There are many tree-based methods such as virtual trees (Foster 2013), causal tree/forest (Athey and Imbens 2016; Wager and Athey 2018), causal boosting/PTO forest/causal MARS (Powers et al. 2018). Actually, most of them can be categorized as S- or T-learners on a high-level.
(For more details on CATE/HTE estimation, please refer to another post Meta-Learners)
\[ \begin{aligned} & E\left[\frac{1[T = t]Y}{\Pr(T=t \mid \mathbf X)}\right] \\ =& E\left[ E\left(\frac{1[T = t]Y}{\Pr(T=t \mid \mathbf X)} \mid \mathbf X\right)\right] \\ =& E\left[ \frac{E\left(1[T = t]\sum_c1[T=c]Y^{(c)} \mid \mathbf X \right)}{\Pr(T=t \mid \mathbf X)} \right] \\ =& E\left[ \frac{\sum_a E\left(1[T = t]\sum_c1[T=c]Y^{(c)} \mid T = a, \mathbf X \right)\Pr(T = a\mid \mathbf X)}{\Pr(T=t \mid \mathbf X)} \right] \\ =& E\left[ \frac{E\left(Y^{(t)} \mid T = t, \mathbf X \right)\Pr(T = t\mid \mathbf X)}{\Pr(T=t \mid \mathbf X)} \right] \\ =& E\left[ E\left(Y^{(t)} \mid T = t, \mathbf X \right) \right] \\ =& E\left[ E\left(Y^{(t)} \mid \mathbf X \right) \right] \text{ (unconfoundedness)} \\ =& E\left[ Y^{(t)} \right]. \end{aligned} \]
To demonstrate that AIPW can be consistent even when propensity score is not correctly specified, we only need to focus on the general element \(E\left[\frac{1[T = t]Y}{\pi^{(t)}(\mathbf X)} - \frac{1[T=t] -\pi^{(t)}(\mathbf X)}{\pi^{(t)}(\mathbf X)} \mu_t(\mathbf X)\right]\).
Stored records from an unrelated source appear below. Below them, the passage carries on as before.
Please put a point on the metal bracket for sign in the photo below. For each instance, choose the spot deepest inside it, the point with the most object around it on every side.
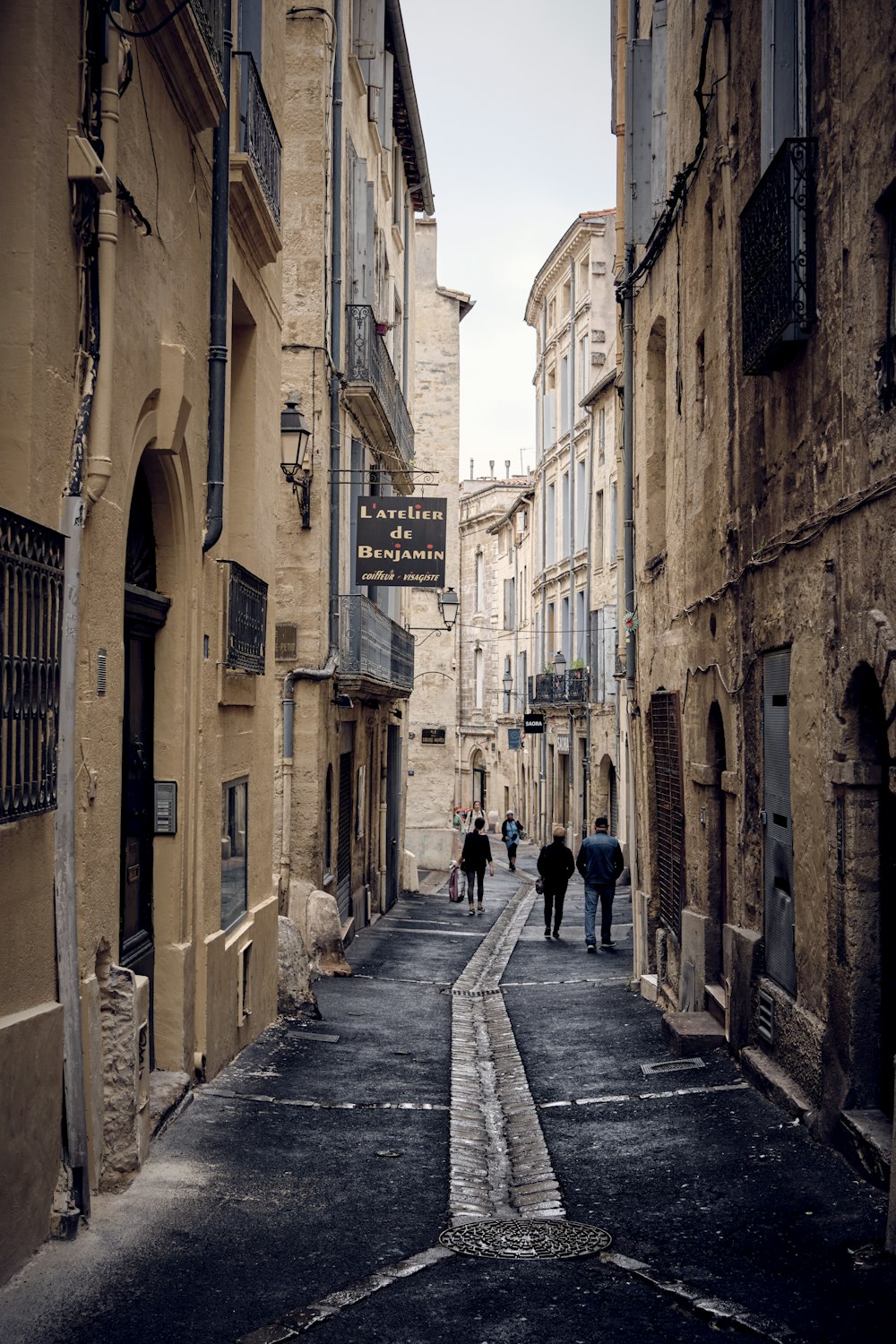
(358, 476)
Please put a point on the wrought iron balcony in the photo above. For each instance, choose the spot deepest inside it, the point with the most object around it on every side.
(31, 564)
(777, 260)
(246, 620)
(258, 136)
(373, 647)
(570, 687)
(374, 392)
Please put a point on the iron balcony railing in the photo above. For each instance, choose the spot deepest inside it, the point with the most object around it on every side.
(568, 687)
(31, 564)
(246, 620)
(210, 16)
(373, 645)
(777, 260)
(257, 132)
(368, 362)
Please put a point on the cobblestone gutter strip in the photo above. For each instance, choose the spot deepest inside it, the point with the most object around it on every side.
(500, 1163)
(708, 1308)
(325, 1308)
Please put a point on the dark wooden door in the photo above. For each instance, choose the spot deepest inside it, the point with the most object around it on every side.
(144, 615)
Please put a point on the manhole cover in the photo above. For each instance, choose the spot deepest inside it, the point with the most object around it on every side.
(525, 1238)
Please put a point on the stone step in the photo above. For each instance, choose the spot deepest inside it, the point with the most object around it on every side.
(689, 1034)
(715, 1003)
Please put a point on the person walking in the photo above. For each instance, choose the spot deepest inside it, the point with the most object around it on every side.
(511, 836)
(555, 868)
(476, 855)
(599, 860)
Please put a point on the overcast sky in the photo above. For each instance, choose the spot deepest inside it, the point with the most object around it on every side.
(514, 101)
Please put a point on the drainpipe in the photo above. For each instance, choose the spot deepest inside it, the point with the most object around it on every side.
(218, 316)
(65, 886)
(336, 327)
(627, 452)
(571, 397)
(287, 763)
(406, 314)
(99, 456)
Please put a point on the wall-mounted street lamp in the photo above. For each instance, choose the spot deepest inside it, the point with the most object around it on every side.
(449, 604)
(296, 465)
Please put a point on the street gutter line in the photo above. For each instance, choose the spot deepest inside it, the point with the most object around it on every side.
(702, 1305)
(323, 1105)
(678, 1091)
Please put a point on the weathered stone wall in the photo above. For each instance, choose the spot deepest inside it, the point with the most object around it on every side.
(775, 491)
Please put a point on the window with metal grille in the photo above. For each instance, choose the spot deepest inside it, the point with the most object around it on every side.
(665, 728)
(31, 564)
(246, 620)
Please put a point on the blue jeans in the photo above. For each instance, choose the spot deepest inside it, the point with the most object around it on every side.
(591, 892)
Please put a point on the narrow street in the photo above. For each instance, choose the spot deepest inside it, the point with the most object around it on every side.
(471, 1072)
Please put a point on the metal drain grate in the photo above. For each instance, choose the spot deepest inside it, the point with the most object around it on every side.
(525, 1238)
(672, 1066)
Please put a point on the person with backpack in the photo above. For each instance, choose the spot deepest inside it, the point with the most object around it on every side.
(555, 867)
(511, 836)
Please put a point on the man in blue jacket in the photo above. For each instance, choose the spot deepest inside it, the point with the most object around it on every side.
(599, 862)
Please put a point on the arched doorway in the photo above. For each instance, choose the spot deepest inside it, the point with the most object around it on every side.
(716, 852)
(478, 773)
(864, 825)
(144, 615)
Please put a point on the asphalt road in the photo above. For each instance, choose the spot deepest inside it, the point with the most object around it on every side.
(306, 1188)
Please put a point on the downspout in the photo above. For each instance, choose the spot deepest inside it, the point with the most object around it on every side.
(571, 524)
(587, 617)
(99, 456)
(289, 719)
(406, 312)
(218, 306)
(336, 330)
(627, 460)
(543, 769)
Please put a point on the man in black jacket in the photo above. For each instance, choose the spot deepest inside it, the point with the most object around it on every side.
(476, 854)
(555, 866)
(599, 862)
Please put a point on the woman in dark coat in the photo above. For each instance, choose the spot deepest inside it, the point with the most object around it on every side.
(555, 866)
(476, 854)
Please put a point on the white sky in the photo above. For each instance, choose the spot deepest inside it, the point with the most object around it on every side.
(514, 102)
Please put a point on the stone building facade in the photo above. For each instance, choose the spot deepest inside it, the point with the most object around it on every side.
(487, 771)
(432, 750)
(762, 279)
(142, 289)
(573, 590)
(355, 175)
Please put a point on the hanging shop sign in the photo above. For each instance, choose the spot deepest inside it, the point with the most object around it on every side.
(401, 542)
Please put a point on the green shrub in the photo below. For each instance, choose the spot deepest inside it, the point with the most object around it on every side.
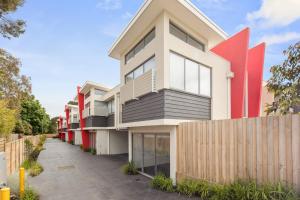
(161, 182)
(26, 164)
(36, 169)
(130, 168)
(188, 187)
(30, 194)
(93, 151)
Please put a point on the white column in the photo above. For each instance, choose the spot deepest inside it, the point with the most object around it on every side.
(129, 145)
(173, 149)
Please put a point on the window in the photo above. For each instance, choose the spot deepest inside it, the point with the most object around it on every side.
(87, 95)
(205, 81)
(189, 76)
(192, 77)
(177, 32)
(129, 77)
(140, 70)
(140, 45)
(177, 71)
(111, 106)
(99, 92)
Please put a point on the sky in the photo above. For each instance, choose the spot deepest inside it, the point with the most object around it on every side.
(66, 42)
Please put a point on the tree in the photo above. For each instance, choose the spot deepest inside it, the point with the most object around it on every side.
(53, 125)
(10, 28)
(7, 119)
(285, 83)
(13, 86)
(33, 113)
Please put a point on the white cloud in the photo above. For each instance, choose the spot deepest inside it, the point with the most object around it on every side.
(275, 13)
(109, 4)
(280, 38)
(127, 15)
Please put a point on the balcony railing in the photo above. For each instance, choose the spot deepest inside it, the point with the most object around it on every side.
(86, 112)
(138, 87)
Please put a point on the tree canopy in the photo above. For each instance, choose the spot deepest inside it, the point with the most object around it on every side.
(8, 27)
(285, 83)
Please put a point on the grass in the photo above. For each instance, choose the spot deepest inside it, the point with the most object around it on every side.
(244, 190)
(36, 169)
(161, 182)
(30, 194)
(129, 168)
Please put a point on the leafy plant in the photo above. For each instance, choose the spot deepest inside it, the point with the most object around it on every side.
(130, 168)
(30, 194)
(36, 169)
(161, 182)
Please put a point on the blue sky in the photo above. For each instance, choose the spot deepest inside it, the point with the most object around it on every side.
(66, 42)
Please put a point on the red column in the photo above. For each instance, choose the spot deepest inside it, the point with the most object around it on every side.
(256, 56)
(84, 134)
(235, 50)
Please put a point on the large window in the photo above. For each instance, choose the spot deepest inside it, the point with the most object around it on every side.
(141, 45)
(99, 92)
(140, 70)
(151, 153)
(177, 32)
(189, 76)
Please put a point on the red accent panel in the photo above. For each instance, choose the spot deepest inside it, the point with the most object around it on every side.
(256, 57)
(235, 50)
(84, 134)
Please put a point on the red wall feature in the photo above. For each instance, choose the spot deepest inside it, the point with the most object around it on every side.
(84, 134)
(256, 56)
(235, 50)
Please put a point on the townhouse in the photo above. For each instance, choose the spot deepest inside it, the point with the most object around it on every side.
(99, 115)
(176, 65)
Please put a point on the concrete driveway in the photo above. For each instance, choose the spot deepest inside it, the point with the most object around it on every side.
(70, 174)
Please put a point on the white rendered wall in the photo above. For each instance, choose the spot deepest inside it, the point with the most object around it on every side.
(118, 142)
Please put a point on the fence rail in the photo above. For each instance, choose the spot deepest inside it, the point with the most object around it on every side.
(15, 153)
(265, 149)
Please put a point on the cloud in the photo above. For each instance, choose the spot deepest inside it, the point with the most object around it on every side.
(109, 4)
(280, 38)
(275, 13)
(127, 15)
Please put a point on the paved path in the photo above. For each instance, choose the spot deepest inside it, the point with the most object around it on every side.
(72, 174)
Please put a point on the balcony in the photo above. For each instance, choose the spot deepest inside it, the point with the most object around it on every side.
(138, 87)
(86, 112)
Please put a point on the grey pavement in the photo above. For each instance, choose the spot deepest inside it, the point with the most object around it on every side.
(71, 174)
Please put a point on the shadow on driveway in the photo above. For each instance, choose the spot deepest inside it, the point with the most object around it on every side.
(71, 174)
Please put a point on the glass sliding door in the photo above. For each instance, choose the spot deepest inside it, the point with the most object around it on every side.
(137, 150)
(163, 154)
(149, 154)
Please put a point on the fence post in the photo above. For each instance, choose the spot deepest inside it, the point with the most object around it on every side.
(5, 194)
(22, 181)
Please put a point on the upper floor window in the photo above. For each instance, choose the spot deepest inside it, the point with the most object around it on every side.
(177, 32)
(99, 92)
(189, 76)
(140, 45)
(140, 70)
(111, 106)
(87, 95)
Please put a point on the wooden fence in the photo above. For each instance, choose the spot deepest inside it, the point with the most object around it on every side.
(265, 149)
(15, 153)
(2, 144)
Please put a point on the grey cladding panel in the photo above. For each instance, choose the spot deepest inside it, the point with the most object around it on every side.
(96, 121)
(167, 104)
(111, 120)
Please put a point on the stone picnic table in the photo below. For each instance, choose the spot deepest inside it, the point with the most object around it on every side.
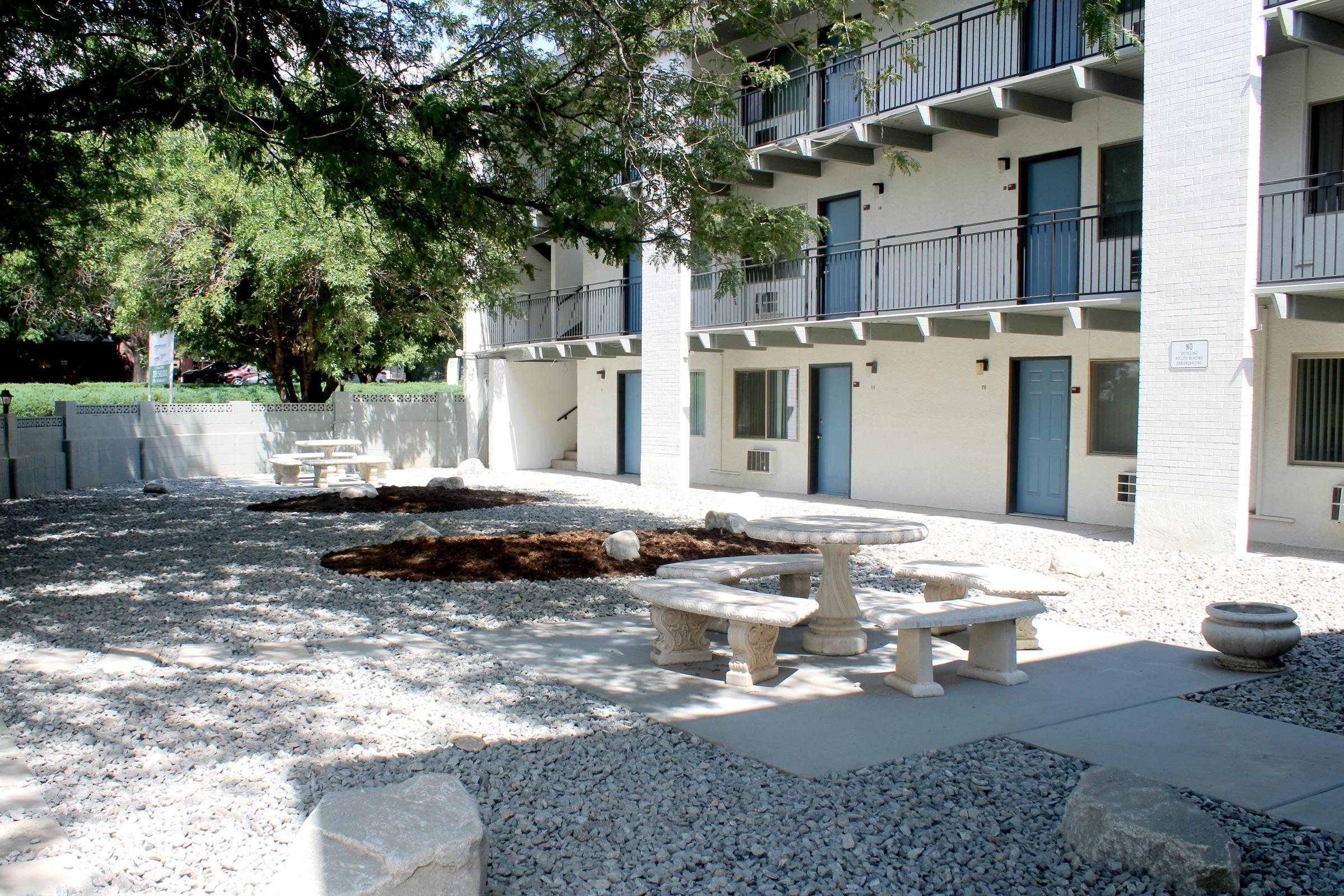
(330, 448)
(834, 631)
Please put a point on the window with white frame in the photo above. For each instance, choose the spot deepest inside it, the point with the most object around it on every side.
(1113, 410)
(765, 405)
(697, 402)
(1319, 409)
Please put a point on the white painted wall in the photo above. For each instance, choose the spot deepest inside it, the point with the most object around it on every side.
(526, 398)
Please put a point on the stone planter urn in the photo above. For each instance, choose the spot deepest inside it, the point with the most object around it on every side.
(1250, 637)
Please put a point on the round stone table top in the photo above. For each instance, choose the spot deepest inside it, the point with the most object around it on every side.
(835, 530)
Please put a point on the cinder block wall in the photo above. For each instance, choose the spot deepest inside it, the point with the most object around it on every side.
(86, 445)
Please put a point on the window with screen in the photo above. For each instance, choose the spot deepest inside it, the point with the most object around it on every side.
(765, 405)
(1113, 417)
(1319, 410)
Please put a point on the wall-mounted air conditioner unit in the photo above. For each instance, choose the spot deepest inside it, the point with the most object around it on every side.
(760, 461)
(1127, 487)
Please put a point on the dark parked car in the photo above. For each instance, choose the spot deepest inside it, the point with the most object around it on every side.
(213, 372)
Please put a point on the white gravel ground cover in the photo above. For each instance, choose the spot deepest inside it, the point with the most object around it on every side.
(182, 781)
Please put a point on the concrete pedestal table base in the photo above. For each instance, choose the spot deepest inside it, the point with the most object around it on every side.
(834, 631)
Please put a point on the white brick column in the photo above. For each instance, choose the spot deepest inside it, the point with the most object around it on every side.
(1202, 119)
(666, 398)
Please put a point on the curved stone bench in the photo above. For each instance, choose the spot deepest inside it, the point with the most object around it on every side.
(682, 609)
(949, 581)
(993, 651)
(795, 571)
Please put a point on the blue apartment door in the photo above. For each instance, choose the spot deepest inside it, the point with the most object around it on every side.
(841, 257)
(1053, 34)
(1042, 469)
(633, 305)
(628, 399)
(831, 413)
(1050, 228)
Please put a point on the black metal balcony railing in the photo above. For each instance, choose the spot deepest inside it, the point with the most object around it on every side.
(968, 49)
(612, 308)
(1303, 228)
(1047, 257)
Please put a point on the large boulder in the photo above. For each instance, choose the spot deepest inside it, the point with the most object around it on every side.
(1079, 562)
(725, 521)
(623, 546)
(417, 531)
(422, 837)
(1114, 816)
(361, 491)
(447, 483)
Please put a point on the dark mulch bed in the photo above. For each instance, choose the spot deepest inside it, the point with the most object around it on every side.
(398, 499)
(539, 555)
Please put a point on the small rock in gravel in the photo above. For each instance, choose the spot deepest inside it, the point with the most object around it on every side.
(1077, 562)
(623, 546)
(417, 530)
(447, 483)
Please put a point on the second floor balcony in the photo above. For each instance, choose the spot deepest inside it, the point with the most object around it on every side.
(1052, 257)
(595, 311)
(969, 49)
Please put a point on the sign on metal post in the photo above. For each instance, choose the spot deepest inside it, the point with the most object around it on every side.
(160, 363)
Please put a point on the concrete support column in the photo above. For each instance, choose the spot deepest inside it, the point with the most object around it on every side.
(1202, 122)
(666, 398)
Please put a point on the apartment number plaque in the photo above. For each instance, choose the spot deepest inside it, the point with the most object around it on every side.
(1190, 355)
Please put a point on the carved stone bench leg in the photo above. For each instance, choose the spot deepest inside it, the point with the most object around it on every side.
(914, 664)
(946, 591)
(753, 654)
(993, 654)
(680, 637)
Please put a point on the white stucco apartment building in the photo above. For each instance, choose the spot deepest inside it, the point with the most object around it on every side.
(1113, 292)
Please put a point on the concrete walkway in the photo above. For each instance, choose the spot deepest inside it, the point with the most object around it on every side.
(1103, 698)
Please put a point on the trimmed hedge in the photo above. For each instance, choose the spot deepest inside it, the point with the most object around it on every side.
(39, 399)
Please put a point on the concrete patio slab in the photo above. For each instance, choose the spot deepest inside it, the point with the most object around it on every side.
(205, 656)
(1323, 810)
(358, 648)
(53, 660)
(31, 833)
(281, 652)
(1077, 673)
(1244, 759)
(44, 876)
(413, 641)
(129, 657)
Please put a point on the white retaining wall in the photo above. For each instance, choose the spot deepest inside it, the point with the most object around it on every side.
(86, 445)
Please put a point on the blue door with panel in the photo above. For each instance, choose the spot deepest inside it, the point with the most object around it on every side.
(1050, 228)
(629, 405)
(841, 257)
(831, 429)
(1042, 469)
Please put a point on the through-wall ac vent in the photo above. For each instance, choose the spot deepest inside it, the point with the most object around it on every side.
(1127, 487)
(760, 461)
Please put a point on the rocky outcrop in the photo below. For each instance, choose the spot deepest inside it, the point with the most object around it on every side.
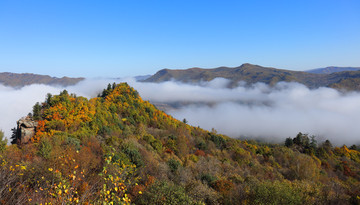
(25, 130)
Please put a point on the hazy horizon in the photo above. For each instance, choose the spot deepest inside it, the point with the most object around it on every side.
(125, 38)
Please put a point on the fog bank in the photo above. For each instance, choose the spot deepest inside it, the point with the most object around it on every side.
(257, 111)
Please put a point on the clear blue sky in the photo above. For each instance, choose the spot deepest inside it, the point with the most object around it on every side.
(126, 38)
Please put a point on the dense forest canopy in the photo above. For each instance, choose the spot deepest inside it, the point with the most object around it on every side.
(118, 149)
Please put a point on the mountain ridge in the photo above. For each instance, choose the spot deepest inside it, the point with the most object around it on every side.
(332, 69)
(23, 79)
(251, 74)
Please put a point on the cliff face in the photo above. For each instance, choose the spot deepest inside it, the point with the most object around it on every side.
(25, 130)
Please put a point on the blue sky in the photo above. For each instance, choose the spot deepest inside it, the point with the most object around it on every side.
(126, 38)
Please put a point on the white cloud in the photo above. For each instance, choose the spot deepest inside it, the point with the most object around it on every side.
(257, 111)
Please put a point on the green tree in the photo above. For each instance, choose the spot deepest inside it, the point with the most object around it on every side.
(3, 141)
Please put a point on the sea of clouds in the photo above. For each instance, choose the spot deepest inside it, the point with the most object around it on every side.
(257, 111)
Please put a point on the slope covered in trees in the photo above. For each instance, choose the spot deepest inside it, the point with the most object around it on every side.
(119, 149)
(20, 80)
(254, 73)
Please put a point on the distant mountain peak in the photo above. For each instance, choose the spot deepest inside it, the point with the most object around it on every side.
(332, 69)
(23, 79)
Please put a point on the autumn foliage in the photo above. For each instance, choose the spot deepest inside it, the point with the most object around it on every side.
(119, 149)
When propensity score is wrong, i.e., \(\pi^{(t)}(\mathbf X)\neq \Pr(T = t\mid \mathbf X)\) but response surface estimation is correct, i.e., \(\mu_t(\mathbf X) = E(Y^{(t)} \mid \mathbf X)\), \[ \begin{aligned} & E\left[\frac{1[T = t]Y}{\pi^{(t)}(\mathbf X)} - \frac{1[T=t]}{\pi^{(t)}(\mathbf X)} \mu_t(\mathbf X) + \mu_t(\mathbf X)\right] \\ =& E\left[E\left(\frac{1[T = t]Y}{\pi^{(t)}(\mathbf X)} - \frac{1[T=t]}{\pi^{(t)}(\mathbf X)} \mu_t(\mathbf X) + \mu_t(\mathbf X) \mid \mathbf X \right)\right] \\ =& E\left[ \frac{E\left(1[T = t](Y - \mu_t(\mathbf X)) \mid \mathbf X\right)}{\pi^{(t)}(\mathbf X)}\right] + E[E(Y^{(t)} \mid \mathbf X)] \\ =& E\left[ \frac{\sum_a E\left(1[T = t](Y - \mu_t(\mathbf X)) \mid T = a,\mathbf X\right)\Pr(T = a \mid \mathbf X)}{\pi^{(t)}(\mathbf X)}\right] + E\left[Y^{(t)}\right] \\ =& E\left[ \frac{E\left(Y - \mu_t(\mathbf X) \mid T = t,\mathbf X\right)\Pr(T = t \mid \mathbf X)}{\pi^{(t)}(\mathbf X)}\right] + E\left[Y^{(t)}\right] \\ =& E\left[ \frac{\Pr(T = t \mid \mathbf X)}{\pi^{(t)}(\mathbf X)}\underbrace{\left(E\left(Y^{(t)} \mid \mathbf X\right) - \mu_t(\mathbf X) \right)}_{=0} \right] + E\left[Y^{(t)}\right] \text{ (unconfoundedness)} \\ =& E\left[Y^{(t)}\right] . \end{aligned} \] Therefore, under this situation, AIPW in equation (3) becomes \(\tau^{AIPW}=E\left[Y^{(1)}\right] - E\left[Y^{(-1)}\right] = \tau\).